Augusto Effio Ordóñez (Huancayo, 1977) es autor de Lecciones de origami (Matalamanga, 2006). Obtuvo el Copé de Plata en la Bienal de Cuento organizado por Petroperú (2004). Ha colaborado con las revistas Vórtice, Caretas, Etiqueta Negra y Hermanocerdo. Sus cuentos han aparecido en las antologías Encuentro de Escritores Peruanos (UCSUR, 2005), Nuevos Fuegos, Otros Lances (Editorial Recreo) y Disidentes.
En estos treinta años de servicio, el menor de mis suplicios ha sido redactar memorandos y estatutos con la servil sintaxis de mis superiores. Aún así, jamás se me ocurrió hacerles notar la maraña de pelos que hallé en la sopa de formulismos y lugares comunes con los que, tan solo, alimentaron la ignorancia de otros escritorios.

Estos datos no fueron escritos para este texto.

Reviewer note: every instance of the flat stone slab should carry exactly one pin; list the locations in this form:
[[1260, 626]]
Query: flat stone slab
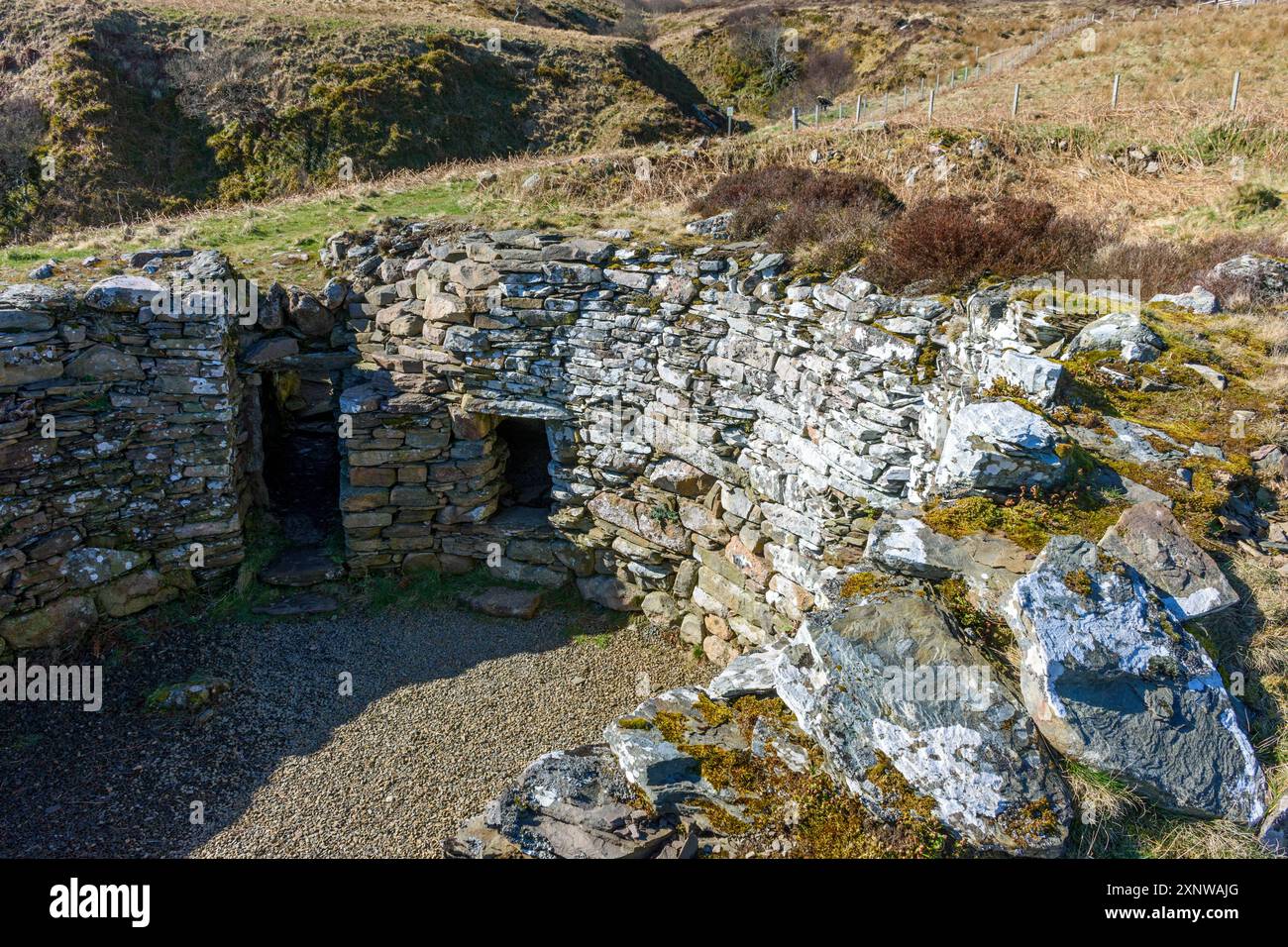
[[300, 567], [1119, 685], [300, 603], [501, 602]]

No reniego de las horas de trabajo que dediqué a afilar precisos consejos en la sombra de los escalafones medios, aún cuando más tarde los viera salivados como atolondradas instrucciones en la boca del jefe de turno. Nunca respondí con una queja o protesta a la insignificancia de los encargos encomendados. Por el contrario, navegué con la frente en alto por las brumas de la administración pública sabiéndome el único tripulante con un remo entre las manos. En ocasiones, he contribuido, lleno de rigor y minuciosidad, a remendar los asuntos de Estado para ocultar sus costuras menos amables: convertí balbuceos de subsecretario en argumentos de estadista, tomé vaguedades de portapliegos para improvisar argumentos de tribuno, arropé la indigencia de informes repletos de cicatrices normativas con los bríos del cinismo jurídico. Acepto mis culpas con dignidad, y no pienso en la jubilación como el purgatorio donde pasearé un arrepentimiento que mi espíritu ya desechó como quien cercena una carnosidad inmunda. Roma gana las guerras, pero nosotros hacemos los refranes. Después de padecer la estrechez y demás penurias del servicio gubernamental, eso es todo lo que me queda: un consuelo de cartaginés. A diferencia de las personas que hoy apuran el trajín de firmas y registros de mi renuncia, me gusta visitar la desnuda quietud de los libros en busca de alguna frase tempestuosa que me mantenga a salvo del “sentido común” que imponen los horarios de oficina. A dos días de abandonar mis labores en la trastienda del poder, di con esta turbulencia: Roma gana las guerras, pero nosotros hacemos los refranes.